1. we keep punting on discovery, this has an impact on security of where I send my credentials and token, can't see punting yet again here
2. OK, make this explicit in specification
3. if you have an auth_code you should be able to use it, agree not all will have it but some will
4. MAY seems a better choice
5. Make it explicit in the spec one way or the other, too vague now
6. How does one find the policy, as this has an impact on #7
7. There is a big difference here in enforcement, the client should not have to enforce this rule, the client may not know due to policy that revoking 1 token revokes other tokens thus the client would have to know the servers policy. This should be a SHOULD not MUST

-----Original Message-----
From: Justin Richer [mailto:jricher@mitre.org] 
Sent: Thursday, January 24, 2013 6:17 AM
To: Anthony Nadalin
Cc: oauth@ietf.org
Subject: Re: [OAUTH-WG] draft-ietf-oauth-revocation-04 Review

Not to jump in and answer for Torsten, but I thought I'd  offer at least my understanding of the document:

On 01/23/2013 06:54 PM, Anthony Nadalin wrote:
> 1.       Since not stated I assume that the Revocation Endpoint can exist on a different server from the Authorization server (or is it assumed that they are 1), if so how is the Revocation Endpoint found?
It could be separate if your architecture can support that. It gets found the same way other OAuth endpoints get found -- configuration documents, some kind of discovery mechanism, or magic. Which is to say, that's not currently OAuth's problem.

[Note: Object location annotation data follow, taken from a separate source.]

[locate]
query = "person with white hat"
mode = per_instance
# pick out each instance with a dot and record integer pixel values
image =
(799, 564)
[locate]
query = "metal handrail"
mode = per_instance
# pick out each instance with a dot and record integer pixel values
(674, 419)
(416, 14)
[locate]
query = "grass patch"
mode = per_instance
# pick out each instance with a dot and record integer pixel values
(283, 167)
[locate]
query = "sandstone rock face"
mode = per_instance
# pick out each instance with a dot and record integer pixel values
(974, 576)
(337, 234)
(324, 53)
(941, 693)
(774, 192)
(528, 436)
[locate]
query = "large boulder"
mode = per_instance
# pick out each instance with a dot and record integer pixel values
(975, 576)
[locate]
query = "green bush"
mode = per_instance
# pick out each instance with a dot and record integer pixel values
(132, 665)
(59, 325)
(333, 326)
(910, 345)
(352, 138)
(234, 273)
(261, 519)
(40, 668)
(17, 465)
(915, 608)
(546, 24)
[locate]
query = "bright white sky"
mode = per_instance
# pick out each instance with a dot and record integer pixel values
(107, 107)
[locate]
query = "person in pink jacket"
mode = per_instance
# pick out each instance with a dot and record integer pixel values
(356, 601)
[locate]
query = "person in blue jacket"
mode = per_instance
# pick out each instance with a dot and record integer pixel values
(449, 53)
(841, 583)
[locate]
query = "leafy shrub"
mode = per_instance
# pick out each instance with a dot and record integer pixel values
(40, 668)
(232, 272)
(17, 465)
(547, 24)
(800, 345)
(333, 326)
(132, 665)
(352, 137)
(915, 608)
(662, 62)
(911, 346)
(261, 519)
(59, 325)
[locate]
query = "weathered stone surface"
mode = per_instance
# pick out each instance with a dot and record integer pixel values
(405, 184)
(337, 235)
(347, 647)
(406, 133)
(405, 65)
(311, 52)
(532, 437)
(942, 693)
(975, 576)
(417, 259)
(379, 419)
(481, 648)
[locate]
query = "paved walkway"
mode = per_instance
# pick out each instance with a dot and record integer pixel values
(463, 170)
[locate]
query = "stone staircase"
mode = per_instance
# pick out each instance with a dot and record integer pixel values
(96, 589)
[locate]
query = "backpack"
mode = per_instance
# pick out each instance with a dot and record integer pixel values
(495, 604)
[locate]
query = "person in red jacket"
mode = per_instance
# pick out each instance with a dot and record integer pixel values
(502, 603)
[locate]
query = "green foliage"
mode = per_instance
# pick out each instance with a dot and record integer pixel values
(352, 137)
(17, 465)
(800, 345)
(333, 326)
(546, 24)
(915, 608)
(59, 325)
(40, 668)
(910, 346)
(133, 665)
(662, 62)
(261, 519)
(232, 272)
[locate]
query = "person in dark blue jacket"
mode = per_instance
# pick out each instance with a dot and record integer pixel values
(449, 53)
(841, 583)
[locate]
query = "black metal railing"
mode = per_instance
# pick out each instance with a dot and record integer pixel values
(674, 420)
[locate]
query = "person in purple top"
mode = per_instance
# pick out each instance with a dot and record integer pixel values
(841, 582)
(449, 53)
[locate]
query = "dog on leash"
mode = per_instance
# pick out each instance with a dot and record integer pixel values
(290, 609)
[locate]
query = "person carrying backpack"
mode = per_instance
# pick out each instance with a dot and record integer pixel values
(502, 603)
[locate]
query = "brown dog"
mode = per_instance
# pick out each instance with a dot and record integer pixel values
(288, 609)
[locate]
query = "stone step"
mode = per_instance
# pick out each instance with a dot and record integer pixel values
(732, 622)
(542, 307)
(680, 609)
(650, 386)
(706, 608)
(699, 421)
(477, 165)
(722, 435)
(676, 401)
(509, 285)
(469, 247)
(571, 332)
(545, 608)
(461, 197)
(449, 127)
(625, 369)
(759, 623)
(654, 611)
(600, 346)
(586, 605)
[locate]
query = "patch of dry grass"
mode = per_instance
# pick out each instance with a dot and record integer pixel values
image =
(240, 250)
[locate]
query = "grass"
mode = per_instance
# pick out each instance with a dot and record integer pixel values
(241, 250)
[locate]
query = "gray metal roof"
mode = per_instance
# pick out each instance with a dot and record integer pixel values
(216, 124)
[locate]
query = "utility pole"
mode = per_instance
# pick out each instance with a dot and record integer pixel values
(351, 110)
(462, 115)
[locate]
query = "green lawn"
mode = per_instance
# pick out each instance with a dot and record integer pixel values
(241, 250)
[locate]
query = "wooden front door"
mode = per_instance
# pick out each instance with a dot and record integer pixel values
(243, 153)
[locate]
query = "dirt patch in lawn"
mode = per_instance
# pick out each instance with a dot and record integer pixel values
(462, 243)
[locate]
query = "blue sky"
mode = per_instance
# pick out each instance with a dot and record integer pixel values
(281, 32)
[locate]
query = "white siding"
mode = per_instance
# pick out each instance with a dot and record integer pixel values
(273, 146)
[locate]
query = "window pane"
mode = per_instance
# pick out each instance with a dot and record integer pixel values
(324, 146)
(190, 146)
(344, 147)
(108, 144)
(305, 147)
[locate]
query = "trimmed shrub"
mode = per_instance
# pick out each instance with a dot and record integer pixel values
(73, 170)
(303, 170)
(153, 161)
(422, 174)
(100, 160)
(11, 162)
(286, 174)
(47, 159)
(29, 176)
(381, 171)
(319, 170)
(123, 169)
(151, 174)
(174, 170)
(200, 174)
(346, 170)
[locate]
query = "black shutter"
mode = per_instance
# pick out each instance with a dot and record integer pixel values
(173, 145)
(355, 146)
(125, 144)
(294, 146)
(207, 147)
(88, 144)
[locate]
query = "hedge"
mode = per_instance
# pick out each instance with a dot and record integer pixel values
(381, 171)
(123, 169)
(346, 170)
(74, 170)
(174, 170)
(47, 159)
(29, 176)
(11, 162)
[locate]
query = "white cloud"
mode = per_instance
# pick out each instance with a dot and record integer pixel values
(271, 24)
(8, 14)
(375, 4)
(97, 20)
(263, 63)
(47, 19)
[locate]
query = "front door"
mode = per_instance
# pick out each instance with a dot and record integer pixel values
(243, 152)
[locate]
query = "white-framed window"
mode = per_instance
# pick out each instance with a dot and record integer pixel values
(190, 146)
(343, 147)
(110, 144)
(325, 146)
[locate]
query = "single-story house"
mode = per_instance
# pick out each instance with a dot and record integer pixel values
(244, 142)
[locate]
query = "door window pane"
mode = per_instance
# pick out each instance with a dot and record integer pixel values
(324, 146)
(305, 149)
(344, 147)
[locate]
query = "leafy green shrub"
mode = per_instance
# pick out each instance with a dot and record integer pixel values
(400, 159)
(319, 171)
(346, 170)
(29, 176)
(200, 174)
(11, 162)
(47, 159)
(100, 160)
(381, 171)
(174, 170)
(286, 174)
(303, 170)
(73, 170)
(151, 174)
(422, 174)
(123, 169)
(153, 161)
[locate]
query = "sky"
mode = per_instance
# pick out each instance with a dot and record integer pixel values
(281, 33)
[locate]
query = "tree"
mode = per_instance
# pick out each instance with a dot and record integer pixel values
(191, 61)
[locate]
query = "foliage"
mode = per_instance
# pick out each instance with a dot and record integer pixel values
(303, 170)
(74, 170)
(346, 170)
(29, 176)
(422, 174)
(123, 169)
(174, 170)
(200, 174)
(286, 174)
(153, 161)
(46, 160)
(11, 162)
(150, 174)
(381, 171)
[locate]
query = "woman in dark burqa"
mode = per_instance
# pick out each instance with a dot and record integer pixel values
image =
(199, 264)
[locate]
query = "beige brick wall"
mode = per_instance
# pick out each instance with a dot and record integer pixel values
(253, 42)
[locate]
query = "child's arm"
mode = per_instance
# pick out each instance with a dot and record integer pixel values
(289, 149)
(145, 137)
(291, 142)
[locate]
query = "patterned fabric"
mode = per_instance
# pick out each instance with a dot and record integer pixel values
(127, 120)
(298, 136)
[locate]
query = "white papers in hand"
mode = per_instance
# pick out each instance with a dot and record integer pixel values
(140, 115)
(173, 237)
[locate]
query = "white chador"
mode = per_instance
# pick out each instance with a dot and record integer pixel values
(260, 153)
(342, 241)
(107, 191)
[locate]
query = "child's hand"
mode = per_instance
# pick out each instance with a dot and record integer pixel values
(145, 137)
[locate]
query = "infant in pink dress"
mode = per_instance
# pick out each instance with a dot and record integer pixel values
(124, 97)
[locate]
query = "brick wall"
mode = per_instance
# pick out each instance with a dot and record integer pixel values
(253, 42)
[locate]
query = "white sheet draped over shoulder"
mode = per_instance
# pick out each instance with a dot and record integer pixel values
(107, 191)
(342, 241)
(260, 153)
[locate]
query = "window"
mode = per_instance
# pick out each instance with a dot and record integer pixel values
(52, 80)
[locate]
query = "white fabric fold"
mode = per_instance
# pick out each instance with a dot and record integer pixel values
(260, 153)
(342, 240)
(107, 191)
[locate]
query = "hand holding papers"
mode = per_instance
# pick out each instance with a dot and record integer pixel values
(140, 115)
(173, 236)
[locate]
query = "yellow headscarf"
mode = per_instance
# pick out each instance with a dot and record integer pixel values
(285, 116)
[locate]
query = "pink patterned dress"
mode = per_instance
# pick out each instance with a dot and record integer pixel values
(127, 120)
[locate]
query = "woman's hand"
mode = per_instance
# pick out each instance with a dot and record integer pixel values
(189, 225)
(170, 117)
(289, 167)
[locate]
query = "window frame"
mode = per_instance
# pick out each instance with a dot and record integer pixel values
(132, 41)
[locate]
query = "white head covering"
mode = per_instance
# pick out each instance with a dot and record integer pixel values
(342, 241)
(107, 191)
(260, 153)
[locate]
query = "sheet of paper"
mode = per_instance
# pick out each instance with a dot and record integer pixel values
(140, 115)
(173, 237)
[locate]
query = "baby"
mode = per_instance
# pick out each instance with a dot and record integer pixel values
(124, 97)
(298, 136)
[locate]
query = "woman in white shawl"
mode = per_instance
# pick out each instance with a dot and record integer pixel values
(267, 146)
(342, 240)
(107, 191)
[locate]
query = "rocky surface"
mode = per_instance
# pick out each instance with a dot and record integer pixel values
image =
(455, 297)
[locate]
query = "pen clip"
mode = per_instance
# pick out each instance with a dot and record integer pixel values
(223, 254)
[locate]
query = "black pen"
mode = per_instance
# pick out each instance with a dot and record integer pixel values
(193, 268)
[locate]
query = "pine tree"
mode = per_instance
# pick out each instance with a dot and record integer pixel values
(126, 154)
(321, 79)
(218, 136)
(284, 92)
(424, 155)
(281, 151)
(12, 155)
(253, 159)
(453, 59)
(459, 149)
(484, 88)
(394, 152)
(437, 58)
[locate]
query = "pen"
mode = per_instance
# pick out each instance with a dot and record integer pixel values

> 2.       Any token type that is supported can be revoked, including refresh token ?
That's the idea. We've implemented this on our OIDC server so that you can also revoke ID Tokens for session management purposes.

> 3.       Why does one have to send the token, can't this just be an auth_code ?
You don't always use an auth code to get a token (think implicit, client credentials, assertion, or resource owner credentials flows), and auth codes are supposed to be thrown away after use anyway.

> 4.       Says CORS SHOULD be supported, I think a MAY be better here since a site may have issues supporting CORS
If they have issues, which is to say "A good reason not to", then they don't have to support it. That's the semantics behind "SHOULD", and so it is fine here.

> 5.       Does not say but is the revocation to be immediate upon the return of the request ?
This is implementation dependent. Large scale distributed implementations could have trouble making this "immediate", but small systems are more likely to be quick. From the client's perspective, if they get back a success response, they shouldn't count on that token being good anymore (see section 2 note about client behavior).

> 6.       Does the revocation of the access token also revoke the refresh token (if it was provided) ? Or is this a revocation policy decision ?
That's a policy decision.

> 7.       Section 2 says "the client MUST NOT use this token again", well that seems odd, not sure this should be here as the client could try to use it gain, there is no need to put support in client to prevent this.
Why would a client want to use a token that they just revoked? This is prescribing the desired correct behavior to a client so that client developers will do the right thing when they implement it. Isn't that the point of the spec?